Tuesday, January 6, 2009

Totally going to be lazy here

I'm going to post something on here I posted on one of my message boards. Sorry for those of you that read it there. But, I wanted to keep a record of it.

The question was about tackiest gifts recieved this year. A woman Chris got presents from the DUMP from her mother in law. Chris' presents were even broken. Nothing says I love you like broken dump presents.

But, that reminded me of the gifts from Nana this year:


Ok well we all agree Chris wins hands down. I thought my Nana was bad, but man Chris's MIL took the cake!!

My Nana is 78 and has a history of giving shitty gifts. The thing is... the woman knows what good taste is. She walked into my moms home with a new kick ass leather coat and a FENDI bag ok? A BIG FENDI bag. Not a wristlet. I could have put Louie in it. Actually, he was in it, trying to dig out a pork chop bone she had stashed away.
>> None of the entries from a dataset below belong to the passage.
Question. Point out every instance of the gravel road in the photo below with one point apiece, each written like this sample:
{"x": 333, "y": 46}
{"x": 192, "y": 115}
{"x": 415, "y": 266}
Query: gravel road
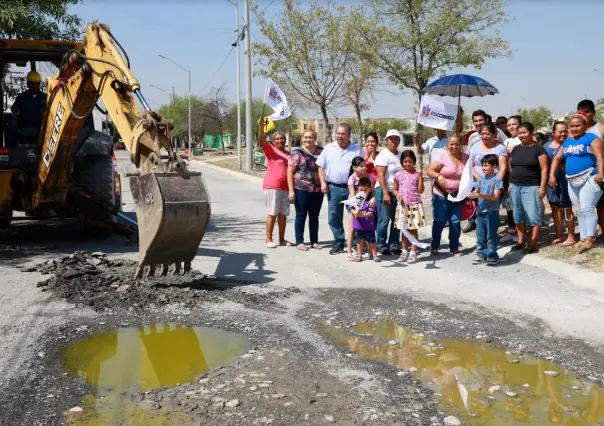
{"x": 283, "y": 300}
Anyway.

She informed my mom that she got my sister's boyfriend Jordan a leather coat. We couldn't WAIT because we knew it was going to be horrible!! That's one of our favorite parts of Xmas. The passing out of tacky gifts by my Nana. First of all, Jordan is 21, and a hipster. You know the type, black band tee, houndstooth hoodie, pants down below the crack of his ass with a studded belt holding them there, lip ring, stretched out earlobes. The nicest guy you will ever meet, and my parents adore him (probably because he doesn't believe in premarital sex unlike their other two son in laws. )

So, she passes out gifts. My mom makes out well. Silver tray with cream and sugar set. Michelle gets one of those purses that used to house like nail polish.. sans nail polish. It's like the tiniest purse ever, and Michelle carries a suitcase. Her wallet is bigger than this thing. Bo gets a cell phone/purse wristlet in patent leather blue. I got a used copy of Dr. Phil's weight loss solution.. with SOMEONES OLD NOTES INSIDE. (In her defense she claimed she didn't know I was coming ) My dad got a camoflage shirt. My dad doesn't hunt, nor does he wear camoflage or has the pressing need to hide in the woods. The worst part is it was UGLY camo. With like leaves and sticks on it.

But, then came Jordan's coat. This used leather coat. It wasn't as bad as we thought, until she turned it around (I'm cracking up) and there was a big ole rip in the back. When we pointed it out she exclaimed "Well shit! I paid TEN DOLLARS for that thing!!"

Oh Nana. You never fail to amuse.

You know give us all $5 gc to Mickey D's if you feel the need to give us anything at all. We would rather not get anything than those things. It's feels like an insult.

As she left she puffed with pride and said "No one is ever disappointed when I shop from my house" Then she took her Fendi bag and left.